|Portrait of a Man in a Turban,|
1433, Jan van Eyck
(possibly a self-portrait)
To understand what a tremendous discovery pigmented linseed oil (made from flax seeds) truly was it's necessary to come to grips with the clumsy ways and means painters had to contend with previous to this breakthrough. There was fresco, of course, which was something of an improvement in picture-making over mosaic wall murals, from which it derived. Frescoes were originally the poor-man's mosaic. However frescoes were not portable. A painting to hang on the wall was first a flat piece of wood (no small task in this pre-plywood era). After the planks were painstakingly planed, joined, and smoothed, they were covered with linen to which a mixture of plaster and rabbit skin glue was added (in several layers). The Italians called it gesso. This had to be sanded, smoothed, and polished (by apprentices) until it looked and felt like polished marble (and weighed, no doubt, almost as much). Over this was added an under painting of green or brown pigment to which was then added, layer after tedious layer of egg tempera, one of the most unforgiving painting mediums ever known to man.

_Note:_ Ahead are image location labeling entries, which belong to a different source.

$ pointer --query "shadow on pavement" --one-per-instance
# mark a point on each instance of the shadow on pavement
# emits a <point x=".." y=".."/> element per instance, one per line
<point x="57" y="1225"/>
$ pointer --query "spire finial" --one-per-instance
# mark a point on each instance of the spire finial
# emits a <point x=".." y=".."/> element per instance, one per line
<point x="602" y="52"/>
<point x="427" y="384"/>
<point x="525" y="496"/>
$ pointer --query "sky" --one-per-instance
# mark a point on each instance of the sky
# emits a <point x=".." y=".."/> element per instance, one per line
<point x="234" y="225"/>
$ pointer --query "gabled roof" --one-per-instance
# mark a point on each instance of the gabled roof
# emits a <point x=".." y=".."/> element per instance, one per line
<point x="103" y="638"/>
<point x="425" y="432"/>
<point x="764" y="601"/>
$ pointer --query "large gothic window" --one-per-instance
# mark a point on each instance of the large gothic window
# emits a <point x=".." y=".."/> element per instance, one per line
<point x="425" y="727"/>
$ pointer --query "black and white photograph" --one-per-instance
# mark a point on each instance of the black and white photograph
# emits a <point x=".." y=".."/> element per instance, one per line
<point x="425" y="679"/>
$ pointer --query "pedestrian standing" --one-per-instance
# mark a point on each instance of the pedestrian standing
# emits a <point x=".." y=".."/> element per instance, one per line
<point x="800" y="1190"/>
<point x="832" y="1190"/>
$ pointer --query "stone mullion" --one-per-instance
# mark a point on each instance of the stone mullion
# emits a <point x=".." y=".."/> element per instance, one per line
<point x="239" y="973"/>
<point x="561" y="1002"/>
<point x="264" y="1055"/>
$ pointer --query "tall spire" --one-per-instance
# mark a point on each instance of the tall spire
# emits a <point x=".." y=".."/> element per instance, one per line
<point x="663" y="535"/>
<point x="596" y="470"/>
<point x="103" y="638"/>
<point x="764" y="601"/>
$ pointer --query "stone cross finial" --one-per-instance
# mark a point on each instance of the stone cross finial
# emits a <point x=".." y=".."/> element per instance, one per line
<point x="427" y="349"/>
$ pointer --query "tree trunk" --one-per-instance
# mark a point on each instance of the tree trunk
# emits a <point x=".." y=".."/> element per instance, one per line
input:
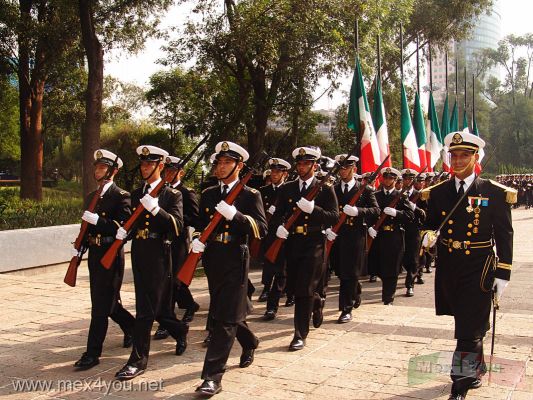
<point x="31" y="90"/>
<point x="90" y="135"/>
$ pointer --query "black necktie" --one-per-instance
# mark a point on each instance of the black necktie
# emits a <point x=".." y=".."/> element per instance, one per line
<point x="461" y="190"/>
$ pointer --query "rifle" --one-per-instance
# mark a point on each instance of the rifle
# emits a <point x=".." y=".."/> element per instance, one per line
<point x="392" y="204"/>
<point x="186" y="272"/>
<point x="273" y="251"/>
<point x="352" y="202"/>
<point x="72" y="270"/>
<point x="255" y="244"/>
<point x="111" y="253"/>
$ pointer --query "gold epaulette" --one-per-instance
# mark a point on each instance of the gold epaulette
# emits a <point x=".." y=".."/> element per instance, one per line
<point x="511" y="195"/>
<point x="425" y="192"/>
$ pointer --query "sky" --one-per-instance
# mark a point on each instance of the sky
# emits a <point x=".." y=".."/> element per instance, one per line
<point x="516" y="19"/>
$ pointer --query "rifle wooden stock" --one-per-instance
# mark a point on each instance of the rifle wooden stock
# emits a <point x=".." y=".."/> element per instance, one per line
<point x="72" y="271"/>
<point x="380" y="221"/>
<point x="111" y="253"/>
<point x="342" y="218"/>
<point x="273" y="251"/>
<point x="186" y="272"/>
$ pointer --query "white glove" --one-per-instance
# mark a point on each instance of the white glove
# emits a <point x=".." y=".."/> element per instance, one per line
<point x="226" y="210"/>
<point x="330" y="235"/>
<point x="350" y="210"/>
<point x="429" y="240"/>
<point x="91" y="218"/>
<point x="197" y="246"/>
<point x="121" y="234"/>
<point x="390" y="211"/>
<point x="282" y="233"/>
<point x="151" y="204"/>
<point x="305" y="205"/>
<point x="499" y="286"/>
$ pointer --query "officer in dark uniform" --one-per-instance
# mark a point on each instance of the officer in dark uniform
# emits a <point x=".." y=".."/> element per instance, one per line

Of course, I needn't recount canvas preparation or oil painting because we are all too familiar with that. Unlike the painters of Italy who descended from mosaic artist, the Flemish painters came from a long line of manuscript illustrators, which gave them a whole different approach to painting. Their painting style was tight, highly detailed, exquisitely jewel-like in overall effect. Their patented use of oils (the secret recipes were many and quite varied) allowed Flemish artists to explore photographic realism 400 years before photography was even invented. But the very portability that made oil painting so valuable also guaranteed that the news (indeed, the paintings themselves) would quickly spread first to Germany, then south to Italy where the Florentine artist Andrea del Castagno was accused of murdering his fellow artist, Domenico Veneziano (who had learned of this secret painting method) in order to keep it from becoming widespread in Florence and thus replacing his more traditional methods. In any case, van Eyck's "secret" remained so less than 40 years.